Westerners are dumping poor quality technology and meeting their greed. See now the IT sector with high power consumption. Who are the beneficiaries? Western MNCs, is it not so.
The MNCs are achieving their goal with the tacit support from corrupt politicians-bureaucrats-scientific groups.
Dr. S. Jeevananda Reddy

Patrick MJD
Reply to  Dr. S. Jeevananda Reddy
December 10, 2015 6:08 am

“Dr. S. Jeevananda Reddy
December 10, 2015 at 5:05 am
See now the IT sector with high power consumption.”
That is not the issue as “emissions” are “exported” (Offset?). The “issue” is connectivity and security. And most people wonder why their bank accounts (etc) are plundered. ANZ Bank did this in 1998 (Sheesh what a crock that was. First bank in Aus to “go online”…ha ha ha ha ha ha…serial you should have seen the “experts” install that system. Yes. I did! South Yarra.
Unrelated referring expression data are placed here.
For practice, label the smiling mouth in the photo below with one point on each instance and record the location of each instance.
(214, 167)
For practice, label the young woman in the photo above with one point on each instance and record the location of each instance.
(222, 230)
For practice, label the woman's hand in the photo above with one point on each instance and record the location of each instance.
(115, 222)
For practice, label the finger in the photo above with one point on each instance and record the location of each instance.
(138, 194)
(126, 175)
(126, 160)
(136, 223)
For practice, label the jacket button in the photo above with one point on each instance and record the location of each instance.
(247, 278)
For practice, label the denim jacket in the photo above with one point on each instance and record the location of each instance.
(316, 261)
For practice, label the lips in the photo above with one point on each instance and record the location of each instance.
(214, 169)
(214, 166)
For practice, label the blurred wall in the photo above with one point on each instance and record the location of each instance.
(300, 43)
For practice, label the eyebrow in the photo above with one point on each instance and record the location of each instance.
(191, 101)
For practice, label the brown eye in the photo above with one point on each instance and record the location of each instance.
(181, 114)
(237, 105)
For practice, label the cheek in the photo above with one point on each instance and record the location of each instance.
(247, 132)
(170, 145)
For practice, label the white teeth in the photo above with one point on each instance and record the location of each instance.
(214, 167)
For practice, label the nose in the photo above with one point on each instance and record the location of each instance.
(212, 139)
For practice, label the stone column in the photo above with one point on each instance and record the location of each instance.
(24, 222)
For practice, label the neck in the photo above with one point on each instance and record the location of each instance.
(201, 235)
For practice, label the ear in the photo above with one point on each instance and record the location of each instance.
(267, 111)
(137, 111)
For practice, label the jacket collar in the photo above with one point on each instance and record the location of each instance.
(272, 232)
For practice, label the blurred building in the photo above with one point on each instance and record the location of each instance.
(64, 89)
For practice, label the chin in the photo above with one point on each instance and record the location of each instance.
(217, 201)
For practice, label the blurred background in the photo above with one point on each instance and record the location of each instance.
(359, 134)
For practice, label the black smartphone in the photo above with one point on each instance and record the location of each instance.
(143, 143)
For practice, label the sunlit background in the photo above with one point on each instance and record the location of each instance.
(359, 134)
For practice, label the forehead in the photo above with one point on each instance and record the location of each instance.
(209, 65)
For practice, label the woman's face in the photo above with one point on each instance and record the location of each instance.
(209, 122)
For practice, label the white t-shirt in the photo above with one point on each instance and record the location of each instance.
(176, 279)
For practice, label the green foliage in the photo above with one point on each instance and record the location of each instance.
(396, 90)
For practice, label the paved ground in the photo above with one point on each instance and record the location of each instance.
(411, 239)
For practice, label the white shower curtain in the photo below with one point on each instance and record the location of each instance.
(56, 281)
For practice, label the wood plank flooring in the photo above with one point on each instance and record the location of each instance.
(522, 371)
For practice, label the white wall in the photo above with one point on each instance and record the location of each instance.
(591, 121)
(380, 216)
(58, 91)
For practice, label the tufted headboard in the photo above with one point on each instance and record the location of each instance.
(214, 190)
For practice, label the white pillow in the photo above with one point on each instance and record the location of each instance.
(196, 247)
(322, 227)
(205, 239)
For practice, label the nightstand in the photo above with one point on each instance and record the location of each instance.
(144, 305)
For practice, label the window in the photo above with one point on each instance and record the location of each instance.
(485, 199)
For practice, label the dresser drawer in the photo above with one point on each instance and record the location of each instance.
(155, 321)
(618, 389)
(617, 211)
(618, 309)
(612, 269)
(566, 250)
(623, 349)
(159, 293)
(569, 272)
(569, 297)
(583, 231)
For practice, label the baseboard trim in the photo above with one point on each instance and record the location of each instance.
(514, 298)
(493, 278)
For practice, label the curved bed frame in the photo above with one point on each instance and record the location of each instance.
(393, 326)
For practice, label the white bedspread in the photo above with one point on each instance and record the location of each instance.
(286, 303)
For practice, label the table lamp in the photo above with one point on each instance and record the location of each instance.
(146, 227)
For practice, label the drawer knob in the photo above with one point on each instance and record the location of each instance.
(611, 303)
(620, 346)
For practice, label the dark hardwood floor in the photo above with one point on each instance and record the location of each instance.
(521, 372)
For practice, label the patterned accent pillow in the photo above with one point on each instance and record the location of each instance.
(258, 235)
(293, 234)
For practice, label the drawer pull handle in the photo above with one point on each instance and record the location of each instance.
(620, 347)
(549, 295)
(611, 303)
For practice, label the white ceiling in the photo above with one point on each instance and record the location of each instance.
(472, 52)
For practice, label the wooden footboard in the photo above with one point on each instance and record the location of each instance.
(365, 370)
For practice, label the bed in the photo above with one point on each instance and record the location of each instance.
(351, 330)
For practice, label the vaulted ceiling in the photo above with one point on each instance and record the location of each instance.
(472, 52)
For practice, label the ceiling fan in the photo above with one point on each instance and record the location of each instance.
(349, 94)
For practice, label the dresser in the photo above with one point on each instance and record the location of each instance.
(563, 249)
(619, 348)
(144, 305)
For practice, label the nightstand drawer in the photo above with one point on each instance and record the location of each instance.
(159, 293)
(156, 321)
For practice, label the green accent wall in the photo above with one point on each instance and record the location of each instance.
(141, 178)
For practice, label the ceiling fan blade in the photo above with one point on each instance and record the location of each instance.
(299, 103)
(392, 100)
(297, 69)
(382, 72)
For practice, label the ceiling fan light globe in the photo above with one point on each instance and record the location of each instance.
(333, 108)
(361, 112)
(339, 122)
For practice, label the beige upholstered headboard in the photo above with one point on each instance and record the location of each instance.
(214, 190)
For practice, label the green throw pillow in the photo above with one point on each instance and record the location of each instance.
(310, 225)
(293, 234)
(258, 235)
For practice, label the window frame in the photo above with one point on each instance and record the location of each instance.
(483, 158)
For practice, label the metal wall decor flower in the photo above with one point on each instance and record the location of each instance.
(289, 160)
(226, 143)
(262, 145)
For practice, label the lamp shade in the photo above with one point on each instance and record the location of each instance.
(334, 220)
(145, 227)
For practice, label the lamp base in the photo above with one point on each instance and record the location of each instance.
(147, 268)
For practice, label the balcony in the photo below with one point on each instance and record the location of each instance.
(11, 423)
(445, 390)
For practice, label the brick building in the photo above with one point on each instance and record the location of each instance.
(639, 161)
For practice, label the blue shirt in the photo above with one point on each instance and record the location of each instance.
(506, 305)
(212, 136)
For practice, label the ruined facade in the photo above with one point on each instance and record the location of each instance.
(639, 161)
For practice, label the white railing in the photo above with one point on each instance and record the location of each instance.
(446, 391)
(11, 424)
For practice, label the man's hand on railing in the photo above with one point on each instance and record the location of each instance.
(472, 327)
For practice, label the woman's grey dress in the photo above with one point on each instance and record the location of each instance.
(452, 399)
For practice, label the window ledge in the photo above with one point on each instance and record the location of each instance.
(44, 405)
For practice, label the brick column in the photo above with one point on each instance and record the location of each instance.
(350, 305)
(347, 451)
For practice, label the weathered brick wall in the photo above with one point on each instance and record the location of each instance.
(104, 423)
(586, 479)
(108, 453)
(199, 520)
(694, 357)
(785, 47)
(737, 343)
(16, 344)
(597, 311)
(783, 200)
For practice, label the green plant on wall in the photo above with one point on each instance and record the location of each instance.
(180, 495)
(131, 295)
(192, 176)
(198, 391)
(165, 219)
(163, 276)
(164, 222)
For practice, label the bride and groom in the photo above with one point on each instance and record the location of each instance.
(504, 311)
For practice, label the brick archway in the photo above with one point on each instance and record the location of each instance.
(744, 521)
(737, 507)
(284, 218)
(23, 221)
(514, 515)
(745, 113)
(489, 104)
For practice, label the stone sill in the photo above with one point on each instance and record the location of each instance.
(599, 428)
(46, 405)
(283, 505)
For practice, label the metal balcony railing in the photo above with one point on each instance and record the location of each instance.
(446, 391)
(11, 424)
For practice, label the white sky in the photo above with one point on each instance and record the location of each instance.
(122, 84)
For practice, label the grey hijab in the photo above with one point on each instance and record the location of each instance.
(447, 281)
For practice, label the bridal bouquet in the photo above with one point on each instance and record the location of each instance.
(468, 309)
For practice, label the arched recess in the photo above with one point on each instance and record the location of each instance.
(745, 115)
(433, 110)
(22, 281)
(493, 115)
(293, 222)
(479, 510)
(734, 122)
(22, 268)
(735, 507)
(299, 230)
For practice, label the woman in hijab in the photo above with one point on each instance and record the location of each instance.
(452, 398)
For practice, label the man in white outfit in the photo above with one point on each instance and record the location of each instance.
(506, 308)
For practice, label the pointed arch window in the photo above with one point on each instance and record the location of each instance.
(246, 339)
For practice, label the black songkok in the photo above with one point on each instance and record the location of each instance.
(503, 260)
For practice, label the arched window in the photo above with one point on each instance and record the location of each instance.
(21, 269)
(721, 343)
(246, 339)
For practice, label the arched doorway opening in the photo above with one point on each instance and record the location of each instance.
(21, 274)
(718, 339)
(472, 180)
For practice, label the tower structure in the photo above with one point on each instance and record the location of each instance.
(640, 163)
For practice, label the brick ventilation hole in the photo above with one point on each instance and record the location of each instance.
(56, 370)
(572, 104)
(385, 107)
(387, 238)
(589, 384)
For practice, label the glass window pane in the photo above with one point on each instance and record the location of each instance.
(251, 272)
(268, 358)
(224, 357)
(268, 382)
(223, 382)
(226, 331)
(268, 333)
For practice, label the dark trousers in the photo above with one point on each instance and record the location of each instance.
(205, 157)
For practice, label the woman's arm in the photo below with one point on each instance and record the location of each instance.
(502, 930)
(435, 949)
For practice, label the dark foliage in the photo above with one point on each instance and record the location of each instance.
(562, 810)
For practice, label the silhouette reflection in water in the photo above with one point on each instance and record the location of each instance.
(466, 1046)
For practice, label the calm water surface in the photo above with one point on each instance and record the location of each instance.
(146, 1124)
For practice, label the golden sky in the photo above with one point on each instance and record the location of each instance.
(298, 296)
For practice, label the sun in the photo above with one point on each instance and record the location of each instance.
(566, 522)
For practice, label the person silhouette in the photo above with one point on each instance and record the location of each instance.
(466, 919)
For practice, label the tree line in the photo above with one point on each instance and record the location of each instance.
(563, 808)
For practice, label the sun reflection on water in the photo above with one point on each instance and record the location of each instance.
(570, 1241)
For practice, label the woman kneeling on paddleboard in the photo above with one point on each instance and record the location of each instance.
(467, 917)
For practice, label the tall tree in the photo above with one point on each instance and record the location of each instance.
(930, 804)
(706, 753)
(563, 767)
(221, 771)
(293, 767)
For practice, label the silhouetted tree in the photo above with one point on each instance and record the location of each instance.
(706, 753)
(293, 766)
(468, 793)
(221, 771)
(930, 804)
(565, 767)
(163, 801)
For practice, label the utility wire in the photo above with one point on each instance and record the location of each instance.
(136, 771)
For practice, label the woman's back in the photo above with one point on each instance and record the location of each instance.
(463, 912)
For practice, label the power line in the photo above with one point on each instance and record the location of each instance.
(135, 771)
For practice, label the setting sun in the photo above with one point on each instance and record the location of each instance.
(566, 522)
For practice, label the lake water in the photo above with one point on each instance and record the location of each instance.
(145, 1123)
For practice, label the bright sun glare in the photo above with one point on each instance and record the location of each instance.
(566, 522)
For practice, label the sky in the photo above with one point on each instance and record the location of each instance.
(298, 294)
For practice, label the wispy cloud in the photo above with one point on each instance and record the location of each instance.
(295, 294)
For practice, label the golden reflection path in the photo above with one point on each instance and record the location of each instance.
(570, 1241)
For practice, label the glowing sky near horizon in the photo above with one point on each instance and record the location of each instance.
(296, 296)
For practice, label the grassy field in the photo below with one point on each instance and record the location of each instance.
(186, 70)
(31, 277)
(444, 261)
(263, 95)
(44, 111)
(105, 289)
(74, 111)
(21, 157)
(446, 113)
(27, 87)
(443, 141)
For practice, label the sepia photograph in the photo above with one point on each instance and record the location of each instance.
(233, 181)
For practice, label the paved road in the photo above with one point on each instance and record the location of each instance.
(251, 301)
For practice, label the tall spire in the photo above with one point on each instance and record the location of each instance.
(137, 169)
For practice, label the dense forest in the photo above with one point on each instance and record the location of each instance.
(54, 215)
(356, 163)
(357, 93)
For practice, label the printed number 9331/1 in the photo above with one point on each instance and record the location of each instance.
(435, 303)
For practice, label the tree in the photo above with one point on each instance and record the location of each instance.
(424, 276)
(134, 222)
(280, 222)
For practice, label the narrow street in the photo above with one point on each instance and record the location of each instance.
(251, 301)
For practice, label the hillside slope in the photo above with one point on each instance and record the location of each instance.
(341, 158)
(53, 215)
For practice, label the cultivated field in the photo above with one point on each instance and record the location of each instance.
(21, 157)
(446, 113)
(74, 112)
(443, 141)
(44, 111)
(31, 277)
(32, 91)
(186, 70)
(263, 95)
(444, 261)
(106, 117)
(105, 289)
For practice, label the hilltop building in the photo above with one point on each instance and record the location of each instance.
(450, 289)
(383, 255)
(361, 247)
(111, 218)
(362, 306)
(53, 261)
And had a good old laugh!) and they lost many customers.

Ex-expat Colin
December 10, 2015 5:14 am

Thats on top of the money we (UK) bung them for..er – space research?

trafamadore
December 10, 2015 5:26 am

In rough numbers, if only the US was to pay, that would be a 3 or 4 tanks of gasoline per year from each of us.

Reply to  trafamadore
December 10, 2015 8:32 am

Since it’s so little, would you mind paying for my share?

sciguy54
Reply to  trafamadore
December 10, 2015 10:16 am

When the Fed catches up on its debt, about $60,000 for each person with about $180,000 in additional future promises made without funding, then I might consider such a transfer. Until then, the Fed should not make any additional unfunded promises, and should not expect me to participate if they do.

Bruce Cobb
December 10, 2015 5:35 am

India is just playing the climate hustle game. They, along with many others are there for the dough, simply pretending it’s about “climate change”. In the end, they’ll “settle” for a lower amount, complaining that it’s not nearly enough. It is still extortion.

Robert of Ottawa
December 10, 2015 5:39 am

Congratulations India!
My only problem is that Canada’s new Boy Wonder PM (part time drama teacher, retired) will pony up. He is known locally as Shiny Pony after all.

TonyL
Reply to  Robert of Ottawa
December 10, 2015 6:13 am

Here in the US, we know that PM Great Hair is known as “Shiny Pony”, but the term baffles us. Could you let us in on how “Shiny Pony” came about, what it originally was in reference to, and how it came to be that your PM got tagged with it.
Remember that Canadians speak Canadian, Americans speak American, the English speak English, and the Aussies speak Australian. Trouble starts when someone assumes that we speak the same language.
Thanks.

Monna Manhas
Reply to  TonyL
December 10, 2015 7:15 am

It’s a moniker bestowed upon him by Ezra Levant in 2011, and is a reference to an old My Little Pony commercial that rhapsodizes on their “so soft” hair.

TonyL
Reply to  TonyL
December 10, 2015 9:54 am

Thanks, Monna.
It’s worse than I thought.

FJ Shepherd
December 10, 2015 5:56 am

I don’t understand. Isn’t India currently in the position that climate alarmists want the rest of the world to be after energy prices soar in the world?